Stakeholders can achieve cross-organization success with strong data governance practices that enable deeper insights while protecting data.

Better data security and compliance

Different types of data may have different permissions or rules surrounding it, especially if that data contains personally identifiable information (PII). Data governance practices can help promote security and compliance, assisting companies in reducing risks of breaches and fines, and protecting customer trust. Data governance practices help to know what PII exists and where, and through policy and metadata management can automate compliance.  

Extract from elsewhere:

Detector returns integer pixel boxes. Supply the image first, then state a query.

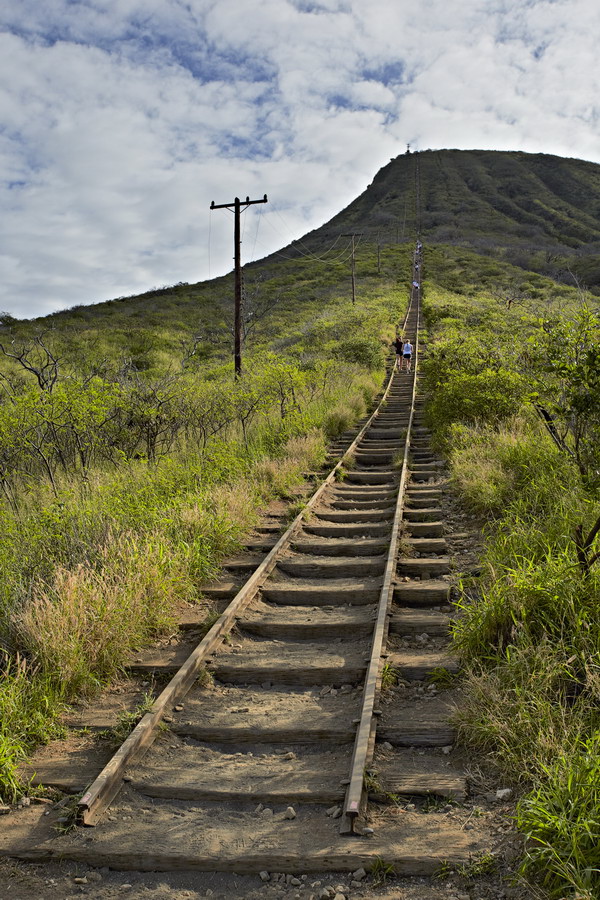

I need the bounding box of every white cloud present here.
[1,0,600,317]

Privacy regulations are only on the rise with global sweeping regulations like the European General Data Protection Regulation (GDPR) that provides data privacy to European citizens, particularly on the internet. Additionally, there are more industry-specific and regional regulations like the Health Insurance Portability and Accountability Act (HIPAA) for protecting patients and their personal health information. Spurred by the rise in data-driven marketing and increasingly remote work, compliance regulations are only becoming more prevalent, as customers become more aware of their data rights and as companies address increasing reputational risks.

Improved data quality

Business intelligence tools are only as good as the data that feeds them. If the underlying data has not been cleansed and managed properly, this can limit the ability of users to make informed business decisions. In addition, data is often pulled from a variety of data sources, where inconsistencies can hinder analytics and other critical projects. Data governance helps to connect information across systems to identify meaningful relationships to get the most out of an organization’s data and helps to ensure critical data doesn’t get left behind.

Accelerated automation

With practices and tools to maintain data organization and quality, analytics teams can start to innovate and automate specific tasks and processes with machine learning algorithms. For example, customer data can be fed into models to determine how prospects should be prioritized within the sales pipeline. Because a data governance practice helps ensure that customer data is accurate and protected, teams can achieve greater growth and more targeted selling.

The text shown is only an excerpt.